Using MCP When a Hook Would Suffice#

Bad:  Building an MCP server to run linters after file edits
      (Claude has to decide to call it)

Good: A PostToolUse hook that auto-runs linters on Write|Edit
      (runs automatically, no Claude decision needed)

MCP servers are for when Claude needs on-demand access to external data or services. For automatic reactions to events, use hooks.

Headless Mode Without Turn Limits#

Bad:  claude -p "Fix all the bugs in this codebase"
      (could run indefinitely, consuming unlimited tokens)

Good: claude -p --max-turns 10 --max-budget-usd 5.00 \
        "Fix the authentication bug in @src/auth.ts"
      (bounded scope, bounded cost)

Always set --max-turns and/or --max-budget-usd in automated contexts.
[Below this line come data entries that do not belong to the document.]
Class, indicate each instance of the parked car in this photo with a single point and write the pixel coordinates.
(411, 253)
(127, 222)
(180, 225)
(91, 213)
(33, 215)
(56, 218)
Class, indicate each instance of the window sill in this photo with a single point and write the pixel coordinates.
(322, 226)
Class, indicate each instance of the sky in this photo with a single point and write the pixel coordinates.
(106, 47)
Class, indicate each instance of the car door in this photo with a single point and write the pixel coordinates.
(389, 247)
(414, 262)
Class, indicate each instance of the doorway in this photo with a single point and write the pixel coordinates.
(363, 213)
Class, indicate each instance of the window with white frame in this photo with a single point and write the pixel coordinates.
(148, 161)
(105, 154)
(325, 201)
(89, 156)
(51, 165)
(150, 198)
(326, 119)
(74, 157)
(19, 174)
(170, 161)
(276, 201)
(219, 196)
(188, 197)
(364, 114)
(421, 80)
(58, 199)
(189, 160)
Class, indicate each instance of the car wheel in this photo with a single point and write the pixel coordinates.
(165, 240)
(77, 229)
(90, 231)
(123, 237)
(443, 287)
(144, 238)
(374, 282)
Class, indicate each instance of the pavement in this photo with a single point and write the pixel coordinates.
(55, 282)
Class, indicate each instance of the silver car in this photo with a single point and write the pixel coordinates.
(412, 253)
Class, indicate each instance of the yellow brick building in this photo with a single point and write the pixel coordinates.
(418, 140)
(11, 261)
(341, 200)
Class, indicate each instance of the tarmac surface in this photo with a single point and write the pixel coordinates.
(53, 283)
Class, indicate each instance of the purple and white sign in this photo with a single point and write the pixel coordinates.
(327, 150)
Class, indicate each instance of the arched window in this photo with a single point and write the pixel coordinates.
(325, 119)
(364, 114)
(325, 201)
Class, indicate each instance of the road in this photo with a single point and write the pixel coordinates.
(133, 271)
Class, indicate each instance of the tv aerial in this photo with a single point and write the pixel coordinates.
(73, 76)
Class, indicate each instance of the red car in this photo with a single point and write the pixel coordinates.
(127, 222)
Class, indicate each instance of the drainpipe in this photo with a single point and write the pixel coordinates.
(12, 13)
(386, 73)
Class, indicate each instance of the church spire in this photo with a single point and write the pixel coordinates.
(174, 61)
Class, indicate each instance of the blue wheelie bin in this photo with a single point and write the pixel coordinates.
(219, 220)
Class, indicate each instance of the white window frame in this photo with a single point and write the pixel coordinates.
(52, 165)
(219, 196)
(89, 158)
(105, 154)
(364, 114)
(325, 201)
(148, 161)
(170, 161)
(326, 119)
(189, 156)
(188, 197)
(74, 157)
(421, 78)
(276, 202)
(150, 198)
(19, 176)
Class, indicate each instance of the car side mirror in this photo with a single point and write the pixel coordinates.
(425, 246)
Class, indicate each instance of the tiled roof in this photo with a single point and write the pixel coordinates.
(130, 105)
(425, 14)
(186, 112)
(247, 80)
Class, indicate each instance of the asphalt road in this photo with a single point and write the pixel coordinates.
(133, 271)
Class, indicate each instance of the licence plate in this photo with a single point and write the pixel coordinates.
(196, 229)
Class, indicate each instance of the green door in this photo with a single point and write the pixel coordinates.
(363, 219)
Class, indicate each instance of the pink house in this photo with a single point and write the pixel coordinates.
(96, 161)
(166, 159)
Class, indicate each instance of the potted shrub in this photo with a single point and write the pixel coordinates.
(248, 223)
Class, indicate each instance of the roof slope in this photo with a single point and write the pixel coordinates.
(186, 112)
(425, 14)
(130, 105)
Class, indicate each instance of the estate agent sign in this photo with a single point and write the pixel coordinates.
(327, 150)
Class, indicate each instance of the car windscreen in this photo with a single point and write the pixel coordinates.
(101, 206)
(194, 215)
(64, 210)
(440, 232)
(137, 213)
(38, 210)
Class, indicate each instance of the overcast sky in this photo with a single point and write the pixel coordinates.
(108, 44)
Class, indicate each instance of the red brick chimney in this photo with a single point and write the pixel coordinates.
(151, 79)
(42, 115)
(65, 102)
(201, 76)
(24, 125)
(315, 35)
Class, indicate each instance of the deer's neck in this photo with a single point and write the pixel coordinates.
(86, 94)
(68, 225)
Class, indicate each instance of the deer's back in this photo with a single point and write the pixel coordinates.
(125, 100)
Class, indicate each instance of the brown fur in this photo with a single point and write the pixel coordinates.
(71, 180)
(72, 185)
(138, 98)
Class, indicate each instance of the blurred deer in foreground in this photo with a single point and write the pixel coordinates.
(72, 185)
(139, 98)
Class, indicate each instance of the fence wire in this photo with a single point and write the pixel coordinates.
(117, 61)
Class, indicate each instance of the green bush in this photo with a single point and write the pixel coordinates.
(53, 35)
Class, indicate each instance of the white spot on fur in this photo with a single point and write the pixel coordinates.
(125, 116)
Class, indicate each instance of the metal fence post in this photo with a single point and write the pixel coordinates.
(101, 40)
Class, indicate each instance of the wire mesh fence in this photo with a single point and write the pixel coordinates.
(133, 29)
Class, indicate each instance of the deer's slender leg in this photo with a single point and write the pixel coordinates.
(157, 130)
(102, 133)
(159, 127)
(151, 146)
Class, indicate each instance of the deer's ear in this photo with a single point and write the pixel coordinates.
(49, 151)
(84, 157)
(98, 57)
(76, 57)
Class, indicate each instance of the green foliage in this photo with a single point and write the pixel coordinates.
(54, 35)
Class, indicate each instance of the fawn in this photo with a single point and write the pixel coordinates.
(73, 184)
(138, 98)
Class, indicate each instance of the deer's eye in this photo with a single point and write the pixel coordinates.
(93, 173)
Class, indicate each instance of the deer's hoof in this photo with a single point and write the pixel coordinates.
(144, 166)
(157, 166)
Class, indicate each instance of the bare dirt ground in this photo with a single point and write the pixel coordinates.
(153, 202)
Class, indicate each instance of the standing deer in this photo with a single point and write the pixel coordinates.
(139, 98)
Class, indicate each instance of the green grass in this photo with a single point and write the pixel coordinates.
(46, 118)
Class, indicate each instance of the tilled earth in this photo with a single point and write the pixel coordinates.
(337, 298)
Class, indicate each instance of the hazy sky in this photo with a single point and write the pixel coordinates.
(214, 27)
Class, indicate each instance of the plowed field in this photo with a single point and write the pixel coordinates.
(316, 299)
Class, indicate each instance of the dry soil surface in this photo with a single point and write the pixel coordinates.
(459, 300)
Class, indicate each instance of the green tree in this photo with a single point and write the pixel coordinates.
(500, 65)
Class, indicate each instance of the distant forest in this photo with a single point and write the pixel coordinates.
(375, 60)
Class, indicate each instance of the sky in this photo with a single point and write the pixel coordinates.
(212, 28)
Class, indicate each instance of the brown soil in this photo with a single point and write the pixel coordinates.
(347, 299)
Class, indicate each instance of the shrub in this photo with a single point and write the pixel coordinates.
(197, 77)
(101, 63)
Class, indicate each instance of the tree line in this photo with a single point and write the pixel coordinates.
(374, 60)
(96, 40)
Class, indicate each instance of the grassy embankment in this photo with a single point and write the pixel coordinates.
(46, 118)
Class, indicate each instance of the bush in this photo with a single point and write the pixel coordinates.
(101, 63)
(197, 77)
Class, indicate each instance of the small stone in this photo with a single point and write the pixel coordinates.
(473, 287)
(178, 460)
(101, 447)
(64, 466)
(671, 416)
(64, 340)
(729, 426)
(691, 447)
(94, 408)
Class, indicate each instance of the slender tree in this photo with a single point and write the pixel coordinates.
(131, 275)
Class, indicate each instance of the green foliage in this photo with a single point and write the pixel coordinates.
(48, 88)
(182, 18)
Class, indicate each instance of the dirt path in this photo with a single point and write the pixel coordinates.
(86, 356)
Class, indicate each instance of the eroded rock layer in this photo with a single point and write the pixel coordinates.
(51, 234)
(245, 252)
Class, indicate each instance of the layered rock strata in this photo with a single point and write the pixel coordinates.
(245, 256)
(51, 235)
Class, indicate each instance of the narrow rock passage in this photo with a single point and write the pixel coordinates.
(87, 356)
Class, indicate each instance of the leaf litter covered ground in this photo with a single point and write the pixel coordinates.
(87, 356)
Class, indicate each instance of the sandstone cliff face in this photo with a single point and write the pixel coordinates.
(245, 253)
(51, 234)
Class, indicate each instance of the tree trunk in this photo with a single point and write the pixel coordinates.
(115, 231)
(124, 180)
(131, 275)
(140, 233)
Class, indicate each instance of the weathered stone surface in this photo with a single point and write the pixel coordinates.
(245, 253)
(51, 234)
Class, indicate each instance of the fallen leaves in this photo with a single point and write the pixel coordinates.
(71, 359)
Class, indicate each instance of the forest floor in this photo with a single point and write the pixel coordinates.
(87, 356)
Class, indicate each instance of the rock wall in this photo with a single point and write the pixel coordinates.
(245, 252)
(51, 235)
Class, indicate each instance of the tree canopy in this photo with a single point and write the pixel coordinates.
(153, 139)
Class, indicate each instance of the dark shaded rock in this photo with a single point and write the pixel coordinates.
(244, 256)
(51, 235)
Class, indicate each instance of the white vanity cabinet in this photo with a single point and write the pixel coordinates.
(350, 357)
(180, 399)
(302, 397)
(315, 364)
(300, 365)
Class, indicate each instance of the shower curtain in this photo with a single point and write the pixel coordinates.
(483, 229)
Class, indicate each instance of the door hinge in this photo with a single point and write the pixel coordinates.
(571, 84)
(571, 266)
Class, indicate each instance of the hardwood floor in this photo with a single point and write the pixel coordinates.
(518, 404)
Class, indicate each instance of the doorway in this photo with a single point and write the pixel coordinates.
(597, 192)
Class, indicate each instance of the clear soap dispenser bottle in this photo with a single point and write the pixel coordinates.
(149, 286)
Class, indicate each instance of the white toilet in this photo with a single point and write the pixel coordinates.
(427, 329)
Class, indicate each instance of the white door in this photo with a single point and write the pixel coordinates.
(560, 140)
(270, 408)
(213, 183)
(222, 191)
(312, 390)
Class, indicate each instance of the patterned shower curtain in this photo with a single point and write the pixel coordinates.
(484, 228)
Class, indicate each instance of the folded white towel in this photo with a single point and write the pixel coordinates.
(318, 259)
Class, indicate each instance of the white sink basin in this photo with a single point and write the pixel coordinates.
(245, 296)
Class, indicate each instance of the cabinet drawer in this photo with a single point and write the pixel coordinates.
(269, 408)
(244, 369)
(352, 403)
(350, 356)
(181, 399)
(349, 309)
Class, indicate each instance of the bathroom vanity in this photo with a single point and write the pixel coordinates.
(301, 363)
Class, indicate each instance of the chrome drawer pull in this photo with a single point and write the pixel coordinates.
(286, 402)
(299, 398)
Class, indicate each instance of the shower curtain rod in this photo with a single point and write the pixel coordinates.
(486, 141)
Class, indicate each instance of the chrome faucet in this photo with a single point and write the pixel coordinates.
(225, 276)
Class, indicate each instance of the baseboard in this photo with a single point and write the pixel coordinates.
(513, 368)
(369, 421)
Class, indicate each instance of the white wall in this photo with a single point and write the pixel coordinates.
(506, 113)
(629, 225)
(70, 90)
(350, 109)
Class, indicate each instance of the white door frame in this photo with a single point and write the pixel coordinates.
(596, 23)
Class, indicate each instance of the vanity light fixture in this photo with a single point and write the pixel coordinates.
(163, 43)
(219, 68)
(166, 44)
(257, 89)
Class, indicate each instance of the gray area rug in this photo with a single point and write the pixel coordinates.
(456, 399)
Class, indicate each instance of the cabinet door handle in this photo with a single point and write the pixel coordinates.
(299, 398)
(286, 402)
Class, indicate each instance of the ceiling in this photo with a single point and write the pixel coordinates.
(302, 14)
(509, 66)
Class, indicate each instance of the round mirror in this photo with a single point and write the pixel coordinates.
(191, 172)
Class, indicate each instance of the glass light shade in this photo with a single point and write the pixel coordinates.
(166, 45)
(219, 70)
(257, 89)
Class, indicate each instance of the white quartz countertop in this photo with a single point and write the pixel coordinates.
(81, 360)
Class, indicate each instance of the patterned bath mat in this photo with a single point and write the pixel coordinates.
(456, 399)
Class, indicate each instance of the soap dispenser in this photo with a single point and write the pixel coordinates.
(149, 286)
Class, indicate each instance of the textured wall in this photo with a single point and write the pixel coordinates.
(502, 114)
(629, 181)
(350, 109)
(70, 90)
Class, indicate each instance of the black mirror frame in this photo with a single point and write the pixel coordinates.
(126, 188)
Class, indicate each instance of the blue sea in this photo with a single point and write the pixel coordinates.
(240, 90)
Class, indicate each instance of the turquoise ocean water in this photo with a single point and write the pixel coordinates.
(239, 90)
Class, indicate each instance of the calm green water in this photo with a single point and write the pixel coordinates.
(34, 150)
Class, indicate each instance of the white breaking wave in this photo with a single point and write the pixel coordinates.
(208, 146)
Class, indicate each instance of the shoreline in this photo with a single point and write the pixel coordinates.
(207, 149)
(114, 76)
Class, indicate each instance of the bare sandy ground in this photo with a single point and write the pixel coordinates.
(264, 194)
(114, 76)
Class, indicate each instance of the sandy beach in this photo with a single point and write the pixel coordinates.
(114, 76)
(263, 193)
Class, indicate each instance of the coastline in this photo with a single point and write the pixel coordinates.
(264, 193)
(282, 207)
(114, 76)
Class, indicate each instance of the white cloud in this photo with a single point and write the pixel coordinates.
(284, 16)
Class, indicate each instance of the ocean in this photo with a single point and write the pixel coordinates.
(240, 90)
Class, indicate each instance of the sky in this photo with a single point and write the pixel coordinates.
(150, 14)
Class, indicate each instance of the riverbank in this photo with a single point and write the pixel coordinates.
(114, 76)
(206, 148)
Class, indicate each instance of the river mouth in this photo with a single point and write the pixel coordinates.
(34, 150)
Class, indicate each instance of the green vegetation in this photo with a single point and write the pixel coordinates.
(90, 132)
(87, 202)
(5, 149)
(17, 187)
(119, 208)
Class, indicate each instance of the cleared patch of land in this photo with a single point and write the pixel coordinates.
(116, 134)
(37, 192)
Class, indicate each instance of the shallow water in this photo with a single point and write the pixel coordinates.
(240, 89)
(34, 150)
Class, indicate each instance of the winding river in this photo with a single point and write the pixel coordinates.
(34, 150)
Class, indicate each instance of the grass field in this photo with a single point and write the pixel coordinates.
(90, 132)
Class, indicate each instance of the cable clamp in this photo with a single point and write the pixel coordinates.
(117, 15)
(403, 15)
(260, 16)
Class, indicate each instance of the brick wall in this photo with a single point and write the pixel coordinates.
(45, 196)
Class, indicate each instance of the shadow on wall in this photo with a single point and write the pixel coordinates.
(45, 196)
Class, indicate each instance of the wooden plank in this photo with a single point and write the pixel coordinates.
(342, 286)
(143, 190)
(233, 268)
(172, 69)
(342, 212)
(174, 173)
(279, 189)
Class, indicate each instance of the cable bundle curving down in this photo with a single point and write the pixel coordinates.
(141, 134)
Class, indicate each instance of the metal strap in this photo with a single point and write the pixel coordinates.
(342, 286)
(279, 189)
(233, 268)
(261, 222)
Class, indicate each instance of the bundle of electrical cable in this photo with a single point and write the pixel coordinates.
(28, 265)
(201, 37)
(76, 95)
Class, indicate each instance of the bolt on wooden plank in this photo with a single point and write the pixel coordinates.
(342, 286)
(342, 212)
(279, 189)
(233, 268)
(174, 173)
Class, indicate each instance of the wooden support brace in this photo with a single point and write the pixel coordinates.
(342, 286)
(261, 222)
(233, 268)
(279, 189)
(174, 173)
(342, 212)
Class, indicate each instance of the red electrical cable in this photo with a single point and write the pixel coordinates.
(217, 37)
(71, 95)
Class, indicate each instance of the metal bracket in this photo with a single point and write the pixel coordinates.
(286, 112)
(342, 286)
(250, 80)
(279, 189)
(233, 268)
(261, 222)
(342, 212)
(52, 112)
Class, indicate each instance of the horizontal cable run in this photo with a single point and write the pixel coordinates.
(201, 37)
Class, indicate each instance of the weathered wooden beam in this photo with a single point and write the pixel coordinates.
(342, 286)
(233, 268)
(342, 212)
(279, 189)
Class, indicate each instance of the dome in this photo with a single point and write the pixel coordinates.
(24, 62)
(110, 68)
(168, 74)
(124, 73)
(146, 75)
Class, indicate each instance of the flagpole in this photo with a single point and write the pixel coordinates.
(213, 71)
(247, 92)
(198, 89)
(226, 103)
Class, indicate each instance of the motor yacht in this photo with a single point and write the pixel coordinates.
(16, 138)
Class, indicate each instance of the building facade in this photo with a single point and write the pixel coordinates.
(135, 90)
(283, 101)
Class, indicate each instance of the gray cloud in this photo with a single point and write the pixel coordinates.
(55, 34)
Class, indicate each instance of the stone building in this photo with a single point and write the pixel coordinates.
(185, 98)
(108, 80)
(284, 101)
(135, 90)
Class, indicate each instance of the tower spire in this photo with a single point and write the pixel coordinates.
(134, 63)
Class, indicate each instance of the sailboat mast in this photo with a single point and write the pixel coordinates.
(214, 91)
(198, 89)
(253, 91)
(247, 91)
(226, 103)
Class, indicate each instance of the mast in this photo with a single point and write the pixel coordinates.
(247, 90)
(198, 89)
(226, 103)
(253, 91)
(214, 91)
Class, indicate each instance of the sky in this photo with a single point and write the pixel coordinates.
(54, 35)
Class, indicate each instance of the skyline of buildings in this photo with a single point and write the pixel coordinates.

Blocking Hooks That Should Be Async#

Bad:  A PostToolUse hook that runs the full test suite
      synchronously after every file write
      (Claude waits minutes between each edit)

Good: The same hook with "async": true
      (Claude continues working, test results arrive later)

If a hook doesn’t need to block Claude’s next action, make it async.

Hardcoding Credentials in Project Config#

Bad:  .mcp.json with "Authorization": "Bearer sk-ant-abc123..."
      (committed to git, visible to everyone)

Good: .mcp.json with "Authorization": "Bearer ${API_KEY}"
      (credentials in local environment)

Credentials belong in environment variables or local-scoped configuration, not in version-controlled files.

Over-Broad Hook Matchers#

Bad:  A PreToolUse hook with no matcher that runs
      on every single tool call
      (adds latency to reads, searches, everything)

Good: A PreToolUse hook with matcher "Bash" that only
      checks shell commands
      (runs only when relevant)

Use the most specific matcher possible to minimize unnecessary hook executions.